Hello! I'm Tom. I'm a game designer, writer, and programmer on Gunpoint, Heat Signature, and Tactical Breach Wizards. Here's some more info on all the games I've worked on, here are the videos I make on YouTube, and here are two short stories I wrote for the Machine of Death collections.

   
 

Adventure Time

Years back, Craig linked me to a pilot for a cartoon about a boy and a shape-shifting dog voiced by Bender from Futurama. It was eight minutes long, and amazing. Here it is:

It seemed far too awesome to ever get picked up, and sure enough, no-one ever mentioned it again. Until about a month ago, when someone said something about an Adventure Time T-shirt on Twitter.

I was all, “Man, did that pilot go down so well people still buy stuff relating to it years later?
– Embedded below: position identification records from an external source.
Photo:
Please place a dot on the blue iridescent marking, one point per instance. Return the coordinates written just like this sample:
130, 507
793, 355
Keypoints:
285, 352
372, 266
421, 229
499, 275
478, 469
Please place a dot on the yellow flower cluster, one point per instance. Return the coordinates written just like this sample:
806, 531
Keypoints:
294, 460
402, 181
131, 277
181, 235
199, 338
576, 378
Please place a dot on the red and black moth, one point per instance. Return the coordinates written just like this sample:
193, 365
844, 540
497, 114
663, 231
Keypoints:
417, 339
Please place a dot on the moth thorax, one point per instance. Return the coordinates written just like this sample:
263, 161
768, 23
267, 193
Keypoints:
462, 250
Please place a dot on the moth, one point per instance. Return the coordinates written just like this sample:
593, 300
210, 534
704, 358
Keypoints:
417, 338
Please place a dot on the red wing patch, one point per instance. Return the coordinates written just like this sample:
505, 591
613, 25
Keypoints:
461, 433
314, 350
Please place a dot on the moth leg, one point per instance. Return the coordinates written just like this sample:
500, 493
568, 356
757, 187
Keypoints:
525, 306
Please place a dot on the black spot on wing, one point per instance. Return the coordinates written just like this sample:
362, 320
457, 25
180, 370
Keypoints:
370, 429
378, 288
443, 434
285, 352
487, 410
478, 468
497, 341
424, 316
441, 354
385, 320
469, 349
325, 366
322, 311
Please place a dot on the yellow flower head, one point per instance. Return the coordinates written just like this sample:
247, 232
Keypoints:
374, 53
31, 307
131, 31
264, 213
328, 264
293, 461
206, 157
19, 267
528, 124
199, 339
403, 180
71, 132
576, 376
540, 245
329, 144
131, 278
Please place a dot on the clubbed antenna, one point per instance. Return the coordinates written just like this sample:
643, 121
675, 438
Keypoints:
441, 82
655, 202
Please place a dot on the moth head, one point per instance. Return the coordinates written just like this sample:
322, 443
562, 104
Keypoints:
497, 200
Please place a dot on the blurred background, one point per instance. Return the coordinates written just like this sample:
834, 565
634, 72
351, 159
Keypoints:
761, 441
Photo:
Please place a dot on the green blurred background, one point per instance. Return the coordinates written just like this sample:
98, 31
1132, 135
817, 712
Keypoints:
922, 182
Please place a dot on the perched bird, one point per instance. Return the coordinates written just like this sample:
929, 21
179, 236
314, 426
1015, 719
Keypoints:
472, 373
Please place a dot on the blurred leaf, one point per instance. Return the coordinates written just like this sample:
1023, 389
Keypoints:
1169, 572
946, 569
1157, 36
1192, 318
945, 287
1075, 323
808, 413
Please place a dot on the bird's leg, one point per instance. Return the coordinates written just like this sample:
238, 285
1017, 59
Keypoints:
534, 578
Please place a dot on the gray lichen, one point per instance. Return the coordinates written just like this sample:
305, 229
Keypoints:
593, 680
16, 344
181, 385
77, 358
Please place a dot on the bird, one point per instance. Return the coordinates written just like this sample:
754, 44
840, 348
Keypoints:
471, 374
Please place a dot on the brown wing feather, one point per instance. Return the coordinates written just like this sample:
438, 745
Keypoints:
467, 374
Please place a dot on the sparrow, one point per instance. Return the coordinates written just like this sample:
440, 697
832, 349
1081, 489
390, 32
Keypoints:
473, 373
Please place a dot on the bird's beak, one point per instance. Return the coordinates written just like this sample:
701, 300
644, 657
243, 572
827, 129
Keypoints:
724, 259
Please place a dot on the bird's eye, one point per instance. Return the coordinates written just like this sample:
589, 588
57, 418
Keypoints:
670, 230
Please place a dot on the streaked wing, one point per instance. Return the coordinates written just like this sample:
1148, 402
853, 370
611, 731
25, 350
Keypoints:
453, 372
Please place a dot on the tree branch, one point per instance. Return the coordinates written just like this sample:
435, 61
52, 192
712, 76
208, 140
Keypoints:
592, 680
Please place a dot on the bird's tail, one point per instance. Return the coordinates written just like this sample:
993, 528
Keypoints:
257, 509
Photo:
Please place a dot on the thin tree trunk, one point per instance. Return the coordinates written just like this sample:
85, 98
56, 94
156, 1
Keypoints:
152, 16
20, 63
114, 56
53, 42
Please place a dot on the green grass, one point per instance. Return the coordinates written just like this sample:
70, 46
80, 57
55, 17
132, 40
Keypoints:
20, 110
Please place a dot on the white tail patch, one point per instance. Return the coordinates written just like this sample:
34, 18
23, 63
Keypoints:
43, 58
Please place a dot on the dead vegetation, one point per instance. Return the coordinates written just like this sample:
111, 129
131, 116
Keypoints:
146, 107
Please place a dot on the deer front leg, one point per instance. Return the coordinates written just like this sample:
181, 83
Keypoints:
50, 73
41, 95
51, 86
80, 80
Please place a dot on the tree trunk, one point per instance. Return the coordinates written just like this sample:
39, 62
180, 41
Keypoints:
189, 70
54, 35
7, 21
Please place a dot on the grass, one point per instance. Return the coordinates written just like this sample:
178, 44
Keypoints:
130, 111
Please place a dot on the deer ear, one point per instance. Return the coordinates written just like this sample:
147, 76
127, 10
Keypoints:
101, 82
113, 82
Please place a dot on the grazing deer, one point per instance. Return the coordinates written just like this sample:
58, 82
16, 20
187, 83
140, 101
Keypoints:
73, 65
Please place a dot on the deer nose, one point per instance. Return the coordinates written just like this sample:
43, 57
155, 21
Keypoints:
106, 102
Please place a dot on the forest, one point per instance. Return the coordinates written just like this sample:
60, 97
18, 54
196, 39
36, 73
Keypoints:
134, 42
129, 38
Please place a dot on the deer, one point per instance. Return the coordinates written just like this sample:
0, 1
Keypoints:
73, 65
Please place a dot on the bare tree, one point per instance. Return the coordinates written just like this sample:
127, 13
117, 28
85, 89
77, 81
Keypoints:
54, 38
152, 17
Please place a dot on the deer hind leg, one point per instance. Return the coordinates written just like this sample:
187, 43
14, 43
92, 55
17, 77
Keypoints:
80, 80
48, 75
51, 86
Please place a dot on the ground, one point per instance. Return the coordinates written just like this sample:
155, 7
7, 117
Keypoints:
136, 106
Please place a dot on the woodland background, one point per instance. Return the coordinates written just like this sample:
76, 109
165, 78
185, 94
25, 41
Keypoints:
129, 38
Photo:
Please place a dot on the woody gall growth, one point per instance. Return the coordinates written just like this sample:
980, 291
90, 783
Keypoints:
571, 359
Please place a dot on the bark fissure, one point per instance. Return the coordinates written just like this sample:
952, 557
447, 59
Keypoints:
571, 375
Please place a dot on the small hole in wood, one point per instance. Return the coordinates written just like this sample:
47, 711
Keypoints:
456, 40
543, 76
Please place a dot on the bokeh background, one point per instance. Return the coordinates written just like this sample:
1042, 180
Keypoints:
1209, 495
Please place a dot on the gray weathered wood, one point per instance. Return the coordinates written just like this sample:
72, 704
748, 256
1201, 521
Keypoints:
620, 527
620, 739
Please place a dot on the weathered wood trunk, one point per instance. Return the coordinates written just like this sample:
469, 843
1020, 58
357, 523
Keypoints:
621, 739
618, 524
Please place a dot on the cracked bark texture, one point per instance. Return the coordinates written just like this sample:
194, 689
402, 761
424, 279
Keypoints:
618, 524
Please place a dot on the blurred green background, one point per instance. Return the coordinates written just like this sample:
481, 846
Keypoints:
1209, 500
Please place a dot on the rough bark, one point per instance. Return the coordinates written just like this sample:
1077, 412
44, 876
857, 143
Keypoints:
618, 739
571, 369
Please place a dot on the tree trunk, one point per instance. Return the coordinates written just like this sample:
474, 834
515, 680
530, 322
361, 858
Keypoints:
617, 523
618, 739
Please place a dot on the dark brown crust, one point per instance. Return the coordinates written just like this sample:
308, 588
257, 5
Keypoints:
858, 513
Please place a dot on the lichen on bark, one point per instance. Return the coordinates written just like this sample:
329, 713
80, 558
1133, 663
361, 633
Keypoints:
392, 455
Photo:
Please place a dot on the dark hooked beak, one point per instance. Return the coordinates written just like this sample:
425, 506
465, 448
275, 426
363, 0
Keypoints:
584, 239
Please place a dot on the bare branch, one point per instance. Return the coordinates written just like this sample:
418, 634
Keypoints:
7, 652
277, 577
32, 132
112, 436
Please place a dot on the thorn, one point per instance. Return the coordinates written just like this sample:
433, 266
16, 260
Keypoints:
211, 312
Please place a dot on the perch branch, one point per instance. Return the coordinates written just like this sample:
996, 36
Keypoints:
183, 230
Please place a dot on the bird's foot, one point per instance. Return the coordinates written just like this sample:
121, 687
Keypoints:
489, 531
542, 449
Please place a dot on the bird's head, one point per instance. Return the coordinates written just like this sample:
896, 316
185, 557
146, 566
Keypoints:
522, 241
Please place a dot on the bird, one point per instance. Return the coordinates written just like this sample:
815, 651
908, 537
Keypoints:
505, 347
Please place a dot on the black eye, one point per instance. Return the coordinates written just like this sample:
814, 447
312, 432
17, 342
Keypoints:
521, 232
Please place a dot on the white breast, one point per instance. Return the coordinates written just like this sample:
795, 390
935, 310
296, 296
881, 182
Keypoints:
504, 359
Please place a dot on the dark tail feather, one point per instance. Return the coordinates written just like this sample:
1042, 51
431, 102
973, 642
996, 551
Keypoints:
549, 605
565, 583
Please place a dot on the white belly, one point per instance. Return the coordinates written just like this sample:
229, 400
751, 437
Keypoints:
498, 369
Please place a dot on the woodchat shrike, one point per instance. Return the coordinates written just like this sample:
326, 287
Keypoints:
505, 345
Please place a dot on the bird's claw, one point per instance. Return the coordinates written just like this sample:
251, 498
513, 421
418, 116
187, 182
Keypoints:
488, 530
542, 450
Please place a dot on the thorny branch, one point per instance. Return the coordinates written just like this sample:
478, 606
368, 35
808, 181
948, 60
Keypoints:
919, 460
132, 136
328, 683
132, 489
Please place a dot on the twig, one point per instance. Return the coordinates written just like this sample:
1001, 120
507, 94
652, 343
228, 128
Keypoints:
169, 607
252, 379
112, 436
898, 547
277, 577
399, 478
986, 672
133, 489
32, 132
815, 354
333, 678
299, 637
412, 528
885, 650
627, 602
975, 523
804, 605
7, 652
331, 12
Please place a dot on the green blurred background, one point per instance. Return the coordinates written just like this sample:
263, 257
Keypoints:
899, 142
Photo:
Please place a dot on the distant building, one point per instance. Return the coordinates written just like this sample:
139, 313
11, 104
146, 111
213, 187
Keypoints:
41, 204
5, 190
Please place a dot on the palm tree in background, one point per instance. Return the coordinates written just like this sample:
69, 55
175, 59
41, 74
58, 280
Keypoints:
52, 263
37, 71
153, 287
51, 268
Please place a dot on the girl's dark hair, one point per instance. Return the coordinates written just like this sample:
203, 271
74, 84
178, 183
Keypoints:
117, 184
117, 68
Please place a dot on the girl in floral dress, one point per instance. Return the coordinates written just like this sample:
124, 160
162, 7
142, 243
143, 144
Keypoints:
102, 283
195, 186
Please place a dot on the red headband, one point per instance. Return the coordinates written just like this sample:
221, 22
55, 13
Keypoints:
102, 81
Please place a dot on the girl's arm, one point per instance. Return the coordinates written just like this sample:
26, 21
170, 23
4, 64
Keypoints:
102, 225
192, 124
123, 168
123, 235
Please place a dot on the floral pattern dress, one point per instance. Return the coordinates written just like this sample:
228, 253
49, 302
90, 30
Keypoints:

That makes it even dumber that it definitely never got picked up, a fact I will continue to assume without ever checking.” Then I checked that assumption, and found they made FIFTY THREE EPISODES of this incredible thing and never told me.

I would have bought the hell out of a DVD box set or something, but the Cartoon Network cleverly saw me coming and decided not to release one so that I would have no way of giving them money. You win this round, Cartoon Network – I’ll watch these unauthorised rips of your content on YouTube. But mark my words: one day you’ll slip up, and there’ll be a way for me to pay for Adventure Time. And on that day, you will know the wrath of my twelve to eighteen pounds.

Here’s another great episode before I explain why all the episodes are great.

All the episodes are great because:

  • Jake the dog and Finn the human are friends, and both are good guys. This almost never happens. The fact that they’re never jerks to each other in any serious way just makes the series a fun place to be, and the characters completely likeable.
  • The dialogue is genius. It’s a mix of the straightforward earnestness of a kids’ cartoon, the fun plays on language you’d normally find in something more mature, and the conspicuously modern idioms that make the heroes feel likeably ordinary in their fantasy setting.
  • It’s free and easy with its visual imagination. Technically it’s all set in one place, the Kingdom of Ooo, but whichever direction they head they seem to run into a race of creatures we’ve never seen before, an awesome place unlike any of the others, or a weird new magical artefact. It has the throwaway spontaneity of a child making up a story on the spot, but it follows each one through to an inventive or funny conclusion. It just feels like every time you start a new episode, you’re going to see something completely new.

I say every episode is great, but they’re not always funny: some of them are so weird or so dark – or so both – that there aren’t many jokes. But that visual imagination and the likeable heroes mean it always works as a straight story – even if it has a completely bizarre ending.

It’s weird to be watching this at a time when Futurama is back, and doing gender humour that wouldn’t even get a pity laugh on an open mic night. Every time that series has bombed in recent years, it’s when it betrays its characters to attempt some weak social commentary or manufacture drama. Adventure Time shows why characters and imagination are always more important than plot or gags, even in a comedy.